# Carp Pellets/bait...Urbana Ohio



## Buckeye Bob (Apr 5, 2004)

These folks have exported quite awhile to the UK....now selling here in the USA, located in Urbana Ohio. I visited them this last spring and got some samples...worked great here on Buckeye Lake during a couple evening sessions.
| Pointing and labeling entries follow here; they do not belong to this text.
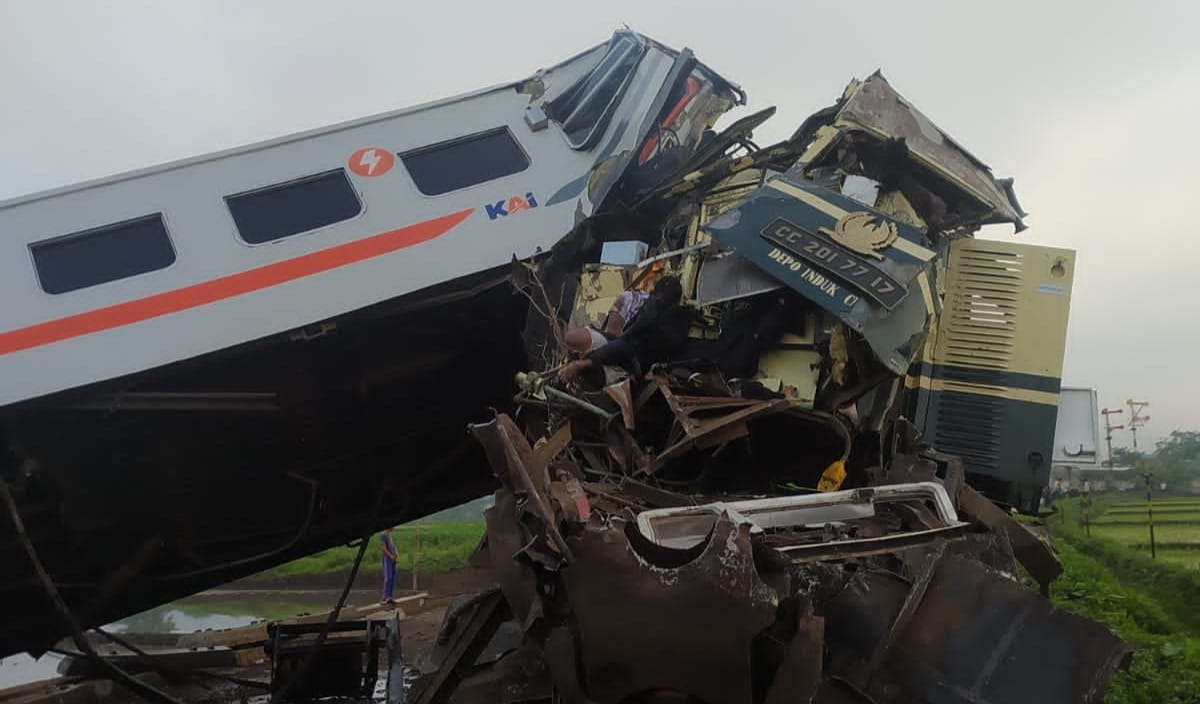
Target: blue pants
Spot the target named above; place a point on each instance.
(389, 578)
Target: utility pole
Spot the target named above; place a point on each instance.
(1135, 419)
(417, 552)
(1150, 516)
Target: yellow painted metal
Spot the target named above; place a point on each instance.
(1006, 307)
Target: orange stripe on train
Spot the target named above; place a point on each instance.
(227, 287)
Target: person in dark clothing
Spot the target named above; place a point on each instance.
(654, 335)
(388, 547)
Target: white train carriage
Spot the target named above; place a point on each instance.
(214, 366)
(141, 270)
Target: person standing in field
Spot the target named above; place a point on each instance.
(389, 565)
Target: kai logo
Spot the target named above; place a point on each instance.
(511, 206)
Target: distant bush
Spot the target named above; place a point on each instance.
(443, 547)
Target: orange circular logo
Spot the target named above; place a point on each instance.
(371, 161)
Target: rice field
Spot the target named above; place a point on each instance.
(1176, 528)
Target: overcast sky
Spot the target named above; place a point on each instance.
(1091, 107)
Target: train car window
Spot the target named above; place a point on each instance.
(282, 210)
(455, 164)
(102, 254)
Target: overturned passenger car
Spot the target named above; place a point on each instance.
(803, 495)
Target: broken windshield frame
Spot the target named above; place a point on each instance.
(585, 108)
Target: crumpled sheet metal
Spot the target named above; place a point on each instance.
(975, 636)
(652, 618)
(847, 284)
(877, 108)
(523, 473)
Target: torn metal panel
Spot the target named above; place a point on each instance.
(617, 593)
(467, 639)
(875, 107)
(861, 265)
(1036, 555)
(682, 528)
(504, 541)
(977, 636)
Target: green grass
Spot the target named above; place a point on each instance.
(1151, 605)
(1176, 527)
(443, 547)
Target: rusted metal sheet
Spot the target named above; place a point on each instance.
(705, 614)
(969, 633)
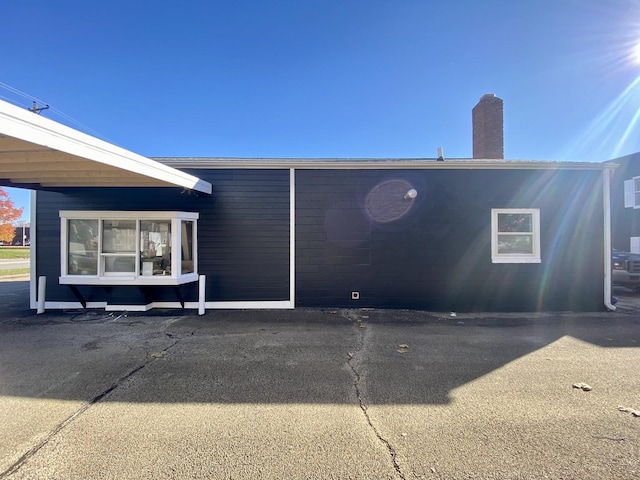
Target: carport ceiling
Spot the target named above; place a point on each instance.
(36, 152)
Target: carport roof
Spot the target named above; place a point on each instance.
(36, 152)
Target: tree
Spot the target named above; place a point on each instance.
(8, 214)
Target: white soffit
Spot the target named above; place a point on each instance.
(36, 151)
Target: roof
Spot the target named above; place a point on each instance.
(36, 152)
(378, 163)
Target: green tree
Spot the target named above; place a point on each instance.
(8, 214)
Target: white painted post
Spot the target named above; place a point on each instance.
(201, 294)
(42, 288)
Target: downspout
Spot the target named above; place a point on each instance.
(606, 194)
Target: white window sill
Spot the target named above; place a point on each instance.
(158, 280)
(516, 260)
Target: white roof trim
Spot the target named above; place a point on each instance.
(378, 163)
(29, 127)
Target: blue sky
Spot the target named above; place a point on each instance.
(329, 78)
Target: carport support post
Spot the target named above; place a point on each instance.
(201, 295)
(42, 288)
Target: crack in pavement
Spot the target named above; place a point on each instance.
(356, 320)
(67, 421)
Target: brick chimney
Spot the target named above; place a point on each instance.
(488, 127)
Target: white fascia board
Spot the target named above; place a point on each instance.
(379, 163)
(27, 126)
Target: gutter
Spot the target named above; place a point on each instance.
(606, 194)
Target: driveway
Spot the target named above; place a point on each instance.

Freedom Feeds


----------



## Buckeye Bob (Apr 5, 2004)

Flavored liquid attractants


----------



## PAYARA (Apr 7, 2004)

Looks like some good stuff Bob,thanks for sharing!


----------



## RiverRat (Apr 5, 2004)

HOLLY MOLLY........Bob....is that really you????

Man hope all has been well and everyone is doing fine?


I second the Thanks for the link and the heads up.....can you visit there shop and buy in person? 

Scott


----------



## RiverRat (Apr 5, 2004)

Bob,I just went through thier site.. That has got to be one of the best finds...i'll be heading over there very soon..THANKS!!!

Scott


----------



## Buckeye Bob (Apr 5, 2004)

Enjoy your trip over Scott...and yes they do have a store as well as offer classes on raising and feeding fish.


----------



## freyedknot (Apr 10, 2004)

PURINA TROUT CHOW IS used at a lot of the trout hatcheries.


----------



## RiverRat (Apr 5, 2004)

Frey, Purina trout chow is also used by a lot of carp anglers too....SMILE!

Scott


----------